Besides the obvious fact that you have a background in film making, what makes film your medium of choice for exploring the topic of LGBTQ experiences within the Adventist context?
I think there’s something about looking into each other’s eyes and hearing each other's voices that has great power to connect us, even when we don’t always agree. The medium of film humanizes and personalizes what has far too often been a purely abstract and disconnected theological debate. But the incarnation of Jesus and his ministry, which was intentionally personal, really highlights the importance of connecting as people, as fellow beloved children of the Divine. Jesus engaged on a personal level, and he actually seemed to care little about theological debates except around how God and the values of the Kingdom were depicted. His main emphasis was about how we treat each other. And so we want to model really seeing each other and engaging in that space of personal relationships in this conversation.

How do you feel about the present and the future of the Adventist Church's relationship with its LGBTQ membership?

It depends if I’m looking at the corporate church or what’s happening in local congregations and between people. At the corporate level, it’s been a depressing summer all around. San Antonio felt like a push to further define, contain, and draw firm boundary lines—for women, LGBT people, scientists. And I’m still regularly hearing really hurtful stories about how churches and families often respond to someone coming out as non-heterosexual or non gender-conforming. But there’s also more awareness than ever before that the status quo isn’t working and something must change, that regardless of the differing theological paradigms and experiences, it’s wrong to continue as we have. People in the pews are absolutely stepping up and starting to take risks in the name of love and listening to those currently excluded by the corporate church.

Thematically, the UltraViolet Festival is asking the question, "Where do you find hope?" How would you answer that question?

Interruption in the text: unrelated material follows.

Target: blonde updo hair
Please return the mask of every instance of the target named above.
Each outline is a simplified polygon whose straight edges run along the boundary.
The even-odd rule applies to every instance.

I find hope in people. More and more local churches and, most importantly, individual Adventists, are committing to doing the hard work to bring about real changes in how we listen and engage, particularly with those who our current system is not just excluding but hurting. As a pastor in this dialogue film points out (referring to a Christian theologian’s analogy), LGBT people are really the canaries in the coal mine. If our churches aren’t safe for them, are they really safe for any of us?

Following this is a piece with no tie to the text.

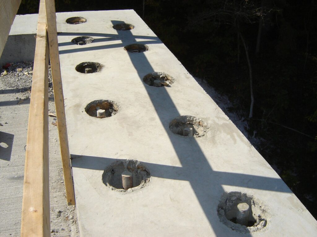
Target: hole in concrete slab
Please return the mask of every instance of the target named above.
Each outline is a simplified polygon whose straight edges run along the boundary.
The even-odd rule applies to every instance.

Production notes and loose ends–Say just a bit about what went into the film's production, and how it will be rolled out.

I’d like to thank the grassroots community that made this film possible, and I just really want to encourage people to commit to taking this conversation to the next level in their own homes, churches, and communities. We know what we need to do, and it’s time to do it! Watch Enough Room at the Table, download the facilitator’s guide we’re putting together at http://www.enoughroomfilm.com, commit to getting a diverse group around your table for a day to simply begin talking and connecting as people and fellow companions on this journey. The film premieres this weekend at the UltraViolet Arts Festival, and then we’ll be releasing it widely at the end of the month with the accompanying materials that we hope will give others the tools they need to grow this conversation, beginning in their own living rooms.

This film was very difficult to edit as hearing this group talk is a real treat–I just haven't seen this sort of conversation before. Our cut of "must have" content was five hours long! (The run time is an hour and 40 minutes now.) So we are going to have extensive special features available along with the film when we release at the end of the month.